He found his teammates through a newspaper ad. And now has a squad of 22 men, the youngest 60, the oldest 78. Among them absolute beginners like Michael Pons.
“Secretly it was always my desire to play on a football team, I was not allowed to do that as a child because my parents were against it, and now in old age I saw the chance, I was obviously excited, I said: take it. Gather courage, do it, and then I said: It’s actually the right thing to do: I’m on the ball, I’m in a team, and therefore: It’s just fun. ”
“I’m still short of breath, I have problems with high blood pressure, and when I really step on the gas, it does not work anymore. I have been a coach for years, 20 years as a youth coach, an active football player for 50 years and at some point. way, of course, you ask yourself afterwards: What else can you do as a sport? So go-to football: It’s great that it exists. ”
The German Football Association awarded the FV Wannsee Sepp Herberger certificate this year. In recognition of services for the integration of disabled footballers, as set out in the explanatory memorandum. Treasurer Miriam Röser is proud of her walking football players.
“I’m totally impressed with what the men are doing here, and the presence they have and the attention they get for this new kind of football, I think it’s really great.”
Seven teams now play walking football in the capital. Not as many as in the UK, there are about a thousand there, but growing slowly. The Berlin Football Association promotes the establishment of walking football teams. Philipp Reis, until recently the association’s inclusion manager, offers short training courses on, for example, walking football.
“You can still learn in old age, and technique, passing is the most important thing in walking football. It means: passing exercises are a part of every training session, and then always something when everyone is very much on the ball.”

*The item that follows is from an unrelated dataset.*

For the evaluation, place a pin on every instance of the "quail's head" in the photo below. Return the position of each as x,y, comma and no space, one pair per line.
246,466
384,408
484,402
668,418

Do not run free, he explains to the participants that walking freely is a top priority. A pass into the free space or into the interface of the defense: in vain.

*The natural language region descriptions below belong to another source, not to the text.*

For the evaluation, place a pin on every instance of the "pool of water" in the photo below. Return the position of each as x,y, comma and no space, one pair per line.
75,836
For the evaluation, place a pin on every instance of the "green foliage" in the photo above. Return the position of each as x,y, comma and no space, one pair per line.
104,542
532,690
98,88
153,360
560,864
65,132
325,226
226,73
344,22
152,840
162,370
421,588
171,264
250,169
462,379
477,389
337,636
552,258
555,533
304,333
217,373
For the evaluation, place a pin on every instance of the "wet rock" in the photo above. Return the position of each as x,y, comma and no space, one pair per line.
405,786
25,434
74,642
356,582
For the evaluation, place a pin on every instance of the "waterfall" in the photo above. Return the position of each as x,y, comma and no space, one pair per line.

“A moment ago I was playing a ball down the race, my poor colleague could not get it, go, you have to start a little from scratch.”
Stefan Sielschott, 43, had to give up football at a young age due to knee and hip problems, and now he dares to do it again.
“I happened to see something on TV about walking football and thought it might be something for me, tried it once in Mariendorf, it was a lot of fun, and then it made sense to say: Yes, yes, maybe I can do it in our home club, in front of my door in the neighborhood, maybe we can start something there and also build a group. ”
He has now acquired the necessary skills in the short run. His club, BSC Kickers Schöneberg, can be happy. And football coach Philipp Reis is convinced: Walking football will inspire many more.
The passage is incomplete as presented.